Certaines des conclusions de Lord Hutton sont incontestables. Comment ne pas être surpris par la légèreté avec laquelle le journaliste d'investigation Andrew Gilligan a conduit son enquête, négligeant de prendre des notes circonstanciées, puis diffusant depuis chez lui, sans script, sans vérification interne, un reportage en direct contenant des accusations d'une gravité extrême envers le chef du gouvernement.

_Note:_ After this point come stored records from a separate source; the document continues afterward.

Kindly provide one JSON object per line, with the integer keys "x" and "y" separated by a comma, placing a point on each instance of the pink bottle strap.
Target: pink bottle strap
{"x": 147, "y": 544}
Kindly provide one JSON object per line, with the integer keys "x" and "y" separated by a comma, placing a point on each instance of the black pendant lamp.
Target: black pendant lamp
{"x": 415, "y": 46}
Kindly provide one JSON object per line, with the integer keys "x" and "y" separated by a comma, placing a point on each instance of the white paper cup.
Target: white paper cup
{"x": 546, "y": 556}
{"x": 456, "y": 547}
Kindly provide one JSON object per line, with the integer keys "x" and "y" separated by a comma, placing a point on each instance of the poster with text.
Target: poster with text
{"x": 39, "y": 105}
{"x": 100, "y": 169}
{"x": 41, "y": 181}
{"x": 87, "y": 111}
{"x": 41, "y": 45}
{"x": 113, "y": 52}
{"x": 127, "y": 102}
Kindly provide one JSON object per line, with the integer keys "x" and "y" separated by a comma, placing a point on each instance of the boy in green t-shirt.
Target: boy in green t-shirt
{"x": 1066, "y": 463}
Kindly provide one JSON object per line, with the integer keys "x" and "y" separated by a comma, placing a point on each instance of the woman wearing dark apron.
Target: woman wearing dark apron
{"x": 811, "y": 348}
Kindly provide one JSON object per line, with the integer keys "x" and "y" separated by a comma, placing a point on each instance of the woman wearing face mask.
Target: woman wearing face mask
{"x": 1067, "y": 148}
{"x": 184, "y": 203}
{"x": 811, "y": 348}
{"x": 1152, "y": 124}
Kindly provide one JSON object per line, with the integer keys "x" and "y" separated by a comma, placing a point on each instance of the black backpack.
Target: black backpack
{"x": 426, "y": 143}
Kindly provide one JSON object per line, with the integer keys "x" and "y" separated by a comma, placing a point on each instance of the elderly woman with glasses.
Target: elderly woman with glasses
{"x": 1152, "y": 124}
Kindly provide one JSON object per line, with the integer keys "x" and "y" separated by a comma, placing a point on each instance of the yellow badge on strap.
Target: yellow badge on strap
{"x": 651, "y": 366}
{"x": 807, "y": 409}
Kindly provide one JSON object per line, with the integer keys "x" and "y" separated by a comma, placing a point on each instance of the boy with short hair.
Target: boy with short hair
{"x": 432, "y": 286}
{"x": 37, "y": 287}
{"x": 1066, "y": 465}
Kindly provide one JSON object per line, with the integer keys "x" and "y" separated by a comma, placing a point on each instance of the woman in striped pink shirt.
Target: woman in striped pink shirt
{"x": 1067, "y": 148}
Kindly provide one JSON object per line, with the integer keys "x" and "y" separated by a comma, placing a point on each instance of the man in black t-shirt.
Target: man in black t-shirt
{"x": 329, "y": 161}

Comment ne pas suivre le juge dans sa condamnation de la hiérarchie d'une institution, par ailleurs vénérée à raison dans le monde entier pour la rigueur et la richesse de son travail d'information, qui s'est enferrée bille en tête dans un combat de coqs avec le gouvernement, sans prendre la peine de s'assurer de la véracité des allégations de son reporter. La BBC était le dernier endroit où l'on pouvait imaginer pareils manquements professionnels. C'est un coup de plus au crédit des journalistes, après les affaires du New York Times et de USA Today.

Bien sûr, la BBC a eu raison de soulever la question de la validité des renseignements contenus dans le fameux dossier irakien de septembre 2002. Plus le temps passe, et plus il donne raison, en gros, à ceux qui pensent que le prétexte des armes de destruction massive n'était rien de plus que cela. La faute de la BBC est d'avoir péché dans le détail. En l'occurrence, c'est une faute capitale, c'est le détail qui tue, qui ruine tout le sujet, et discrédite l'ensemble de la «Beeb». Reconstruire sa réputation est désormais sa tâche prioritaire.

En revanche, il est permis de considérer avec un certain amusement le juridisme étroit, qui confine à la naïveté, du juge Hutton lorsque celui-ci affirme qu'il n'y a pas eu de stratégie visant à jeter le Dr Kelly en pâture à la presse, afin de coincer la BBC. Il est probablement le seul à penser ainsi.

Lavé de tout soupçon de mensonge par le juge Hutton, Tony Blair va chercher à tirer le bénéfice maximum de cette semaine cruciale qu'il a, en grand spécialiste du rebond, traversée sans trébucher. Mais il s'induirait lui-même en erreur s'il pensait que l'affaire irakienne est close. Même Lord Hutton a évoqué le besoin d'une enquête sur les raisons qui ont poussé la Grande-Bretagne à faire la guerre à Saddam. Car, en Irak, il n'y a toujours pas d'armes de destruction massive à l'horizon. Si la BBC a dû admettre sa faute, Tony Blair pourrait, un jour, devoir reconnaître son erreur.